Relying on dailies not enough today

Internet supplements papers whose space constraints limit global coverage

by David Kopel

Feb. 16, 2003, Rocky Mountain News

Thirty years ago, a very well-informed person in Denver might subscribe to the Rocky Mountain News and The Denver Post, and buy the Sunday New York Times at the Tattered Cover. Ten years ago, she could buy the Times daily on a newsstand. Today, someone who wants to be on top of international news needs to add the Internet to her news menu.

Consider some recent stories about the Middle East that have achieved wide circulation in the political zones of the World Wide Web, but haven't appeared in Denver papers.

After the space shuttle Columbia exploded, most of the world mourned, as the Denver dailies reported. But the papers didn't report on the gloating and celebration in much of the major Arab media, as well by the terrorist organization Hamas. The full spectrum of Arab reaction was detailed in Feb. 6-7 reports from the Middle East Media Research Institute (www.memri.org ).

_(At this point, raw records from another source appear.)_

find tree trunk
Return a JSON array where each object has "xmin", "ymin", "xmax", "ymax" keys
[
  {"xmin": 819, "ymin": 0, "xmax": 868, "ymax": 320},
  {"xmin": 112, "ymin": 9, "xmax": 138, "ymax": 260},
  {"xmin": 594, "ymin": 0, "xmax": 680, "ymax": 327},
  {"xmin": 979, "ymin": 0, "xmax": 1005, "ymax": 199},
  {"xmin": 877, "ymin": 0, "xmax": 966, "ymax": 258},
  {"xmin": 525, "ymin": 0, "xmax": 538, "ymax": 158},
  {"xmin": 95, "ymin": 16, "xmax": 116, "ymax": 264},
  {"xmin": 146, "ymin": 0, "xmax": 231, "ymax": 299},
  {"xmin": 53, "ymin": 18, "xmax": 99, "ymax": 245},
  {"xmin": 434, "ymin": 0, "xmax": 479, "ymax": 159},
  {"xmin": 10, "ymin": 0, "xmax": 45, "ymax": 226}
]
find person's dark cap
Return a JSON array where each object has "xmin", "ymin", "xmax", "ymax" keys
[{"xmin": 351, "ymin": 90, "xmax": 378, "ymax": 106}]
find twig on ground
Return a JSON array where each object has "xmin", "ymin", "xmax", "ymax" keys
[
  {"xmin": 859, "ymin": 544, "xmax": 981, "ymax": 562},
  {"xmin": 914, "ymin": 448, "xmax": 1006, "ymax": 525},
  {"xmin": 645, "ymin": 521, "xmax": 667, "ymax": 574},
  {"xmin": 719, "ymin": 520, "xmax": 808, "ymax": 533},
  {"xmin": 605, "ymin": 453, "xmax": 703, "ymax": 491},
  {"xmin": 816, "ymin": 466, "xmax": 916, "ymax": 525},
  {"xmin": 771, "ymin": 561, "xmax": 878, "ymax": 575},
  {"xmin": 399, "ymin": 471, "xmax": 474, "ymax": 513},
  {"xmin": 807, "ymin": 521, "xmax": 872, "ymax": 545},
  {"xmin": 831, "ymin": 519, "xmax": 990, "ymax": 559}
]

The only reference to these Arab comments that I found in the News or Post was a Post article (from The New York Times) about terrorist Muslim cleric Abu Hamza al-Masri, who was recently removed from his position at a mosque in London, after he rejoiced that the Columbia tragedy was "a sign from God."

As The Wall Street Journal's outstanding daily e-mail newsletter "Best of the Web" has reported, webloggers, led by Steven Den Beste (www.denbeste.nu ) are suggesting that the real reason that the French and German governments are so adamantly opposed to a U.S. invasion of Iraq (even though such opposition is isolating France and Germany within Europe and severely weakening the U.N. and NATO) is that both governments might have been complicit in Saddam's acquisition of weapons of mass destruction after 1991, and that the governments fear exposure.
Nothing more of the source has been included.